Савиньяк взялся было за трубу, но арьергард еще только готовился, а Айхенвальд ушел слишком далеко для наблюдений, да и дыма прибавилось. Смотреть стало не на что, зато слушать… Чем дальше продвигался бергер, тем чаще звучали залпы, и это было просто отлично. Неистовый «гусь» хотел летать, телеги ему мешали – значит, долой телеги! С полковыми обозами шли только личные гвардейцы его высочества – не ради пороха, ради перьев, то есть, простите, парадных мундиров. Шитых золотом. С четырьмя десятками пуговиц. Что ж, «вперед во славу кесаря», то есть, простите, Фридриха! Под барабанный бой, при полном параде, колонны в ряд, и принц на черном коне… Зато у остальных из боеприпасов только то, что тащат на себе. Полтора десятка выстрелов на большое сражение – мало, а высочайшее топанье ногами и вопли пушек не заменят. Даже самых малых.
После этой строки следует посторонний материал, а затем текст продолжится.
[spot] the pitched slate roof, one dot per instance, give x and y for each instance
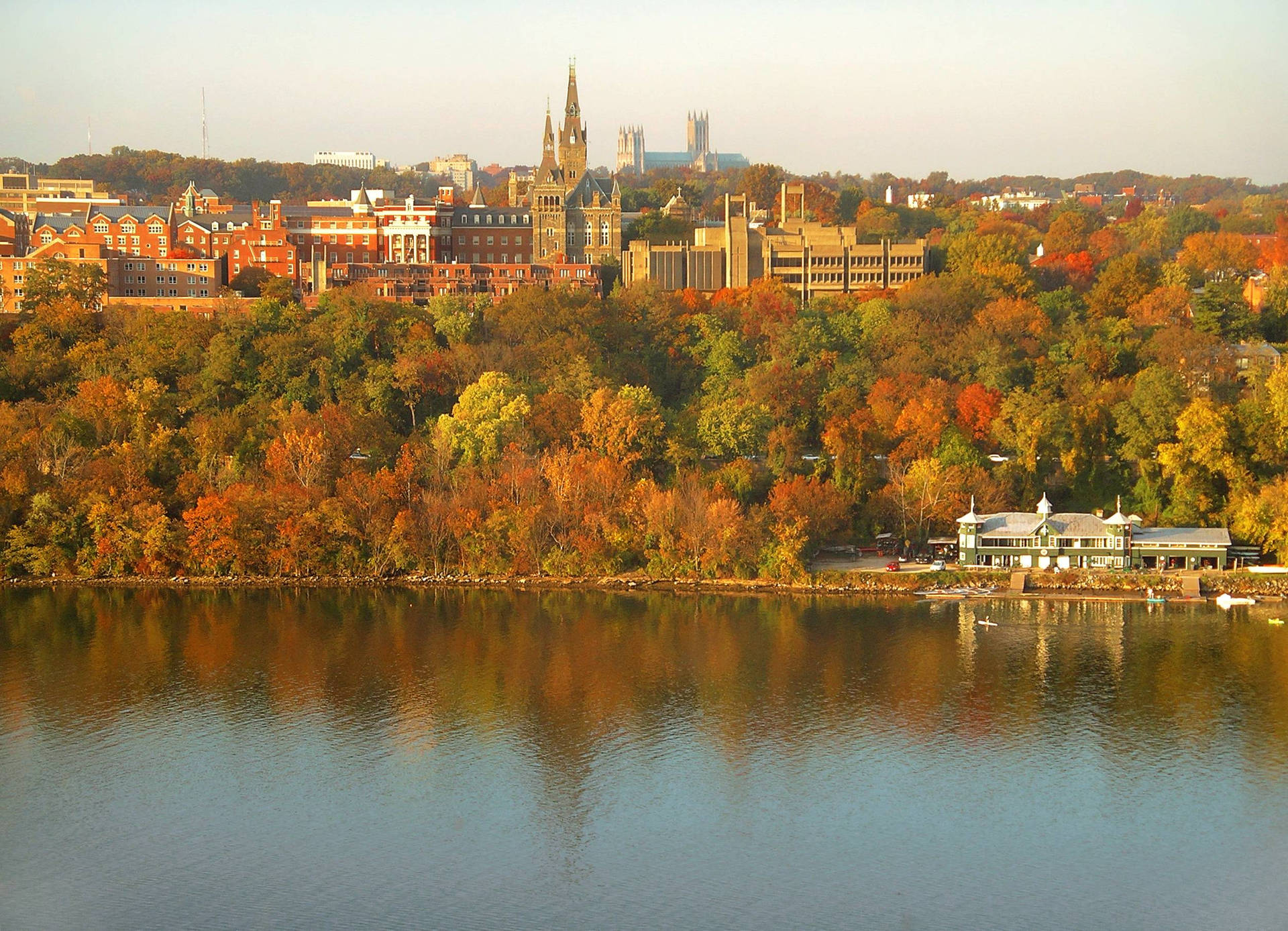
(237, 217)
(116, 213)
(1191, 536)
(1026, 525)
(584, 193)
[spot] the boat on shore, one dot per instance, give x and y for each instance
(1226, 600)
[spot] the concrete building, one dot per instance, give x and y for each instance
(26, 193)
(460, 168)
(1049, 540)
(808, 256)
(1012, 200)
(350, 160)
(635, 159)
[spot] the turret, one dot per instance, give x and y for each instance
(572, 137)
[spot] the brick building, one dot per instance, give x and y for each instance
(130, 231)
(491, 235)
(418, 282)
(210, 235)
(15, 270)
(414, 231)
(13, 232)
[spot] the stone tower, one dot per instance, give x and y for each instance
(576, 217)
(630, 150)
(572, 137)
(700, 135)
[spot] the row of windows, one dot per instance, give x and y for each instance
(500, 219)
(162, 267)
(154, 228)
(505, 240)
(173, 292)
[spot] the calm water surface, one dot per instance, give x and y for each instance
(483, 759)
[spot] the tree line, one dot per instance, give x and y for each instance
(673, 434)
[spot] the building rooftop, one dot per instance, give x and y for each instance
(1191, 536)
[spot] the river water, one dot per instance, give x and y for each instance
(468, 759)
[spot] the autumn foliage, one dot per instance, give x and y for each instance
(662, 434)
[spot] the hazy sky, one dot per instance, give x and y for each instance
(1174, 87)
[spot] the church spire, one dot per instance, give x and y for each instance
(572, 137)
(549, 168)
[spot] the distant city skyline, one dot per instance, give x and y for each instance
(911, 88)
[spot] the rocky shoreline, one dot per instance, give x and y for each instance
(1099, 586)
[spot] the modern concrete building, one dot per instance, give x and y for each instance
(26, 193)
(1050, 540)
(460, 168)
(350, 160)
(809, 256)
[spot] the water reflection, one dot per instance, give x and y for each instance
(596, 720)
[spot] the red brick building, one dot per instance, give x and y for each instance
(210, 235)
(15, 270)
(483, 235)
(263, 243)
(418, 282)
(417, 232)
(325, 236)
(13, 232)
(130, 231)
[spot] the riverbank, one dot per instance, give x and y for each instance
(1087, 585)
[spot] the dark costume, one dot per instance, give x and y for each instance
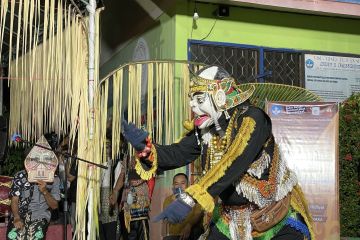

– Господин маршал! – Запыхавшийся «фульгат» едва не растянулся у ног командующего. Предательски блеснул подтаявший ледок. – От Реддинга… Со стороны обозов наблюдается подход кавалерии и пехоты. Готовят атаку.
Ну и хвала Пфейтфайеру. Неожиданностей не будет, но отсутствие неожиданностей не равняется отсутствию неприятностей. Дриксенская гвардейская кавалерия мало уступает талигойской, если вообще уступает, а Эмиля Леворукий занес аж в Ургот.
– Возвращайте Хейла. И потрудитесь не спотыкаться. Вражеская конница – не повод подворачивать ноги.
2
Конь Чарльза перескочил убитую лошадь, подкова чиркнула о кирасу лежащего навзничь всадника. Это тоже называлось войной. Той, что пристала офицеру для особых поручений и генеральской свите. Другим достался бой, а им – скачка за ушедшими вперед: Хейл был не из тех, кто оставляет атакующие эскадроны без присмотра. Небольшая кавалькада догоняла спешащую к Ор-Гаролис чужую смерть. На дороге валялись трупы, мушкеты, переломанные и все еще целые пики, шлемы, патронные сумы, холщовые походные торбы, брошенные спасавшимися от тяжелых палашей «крашеными». Впереди ржало, орало, скрежетало и бухало. Сзади тоже слышался шум, но Чарльз предпочитал не оглядываться.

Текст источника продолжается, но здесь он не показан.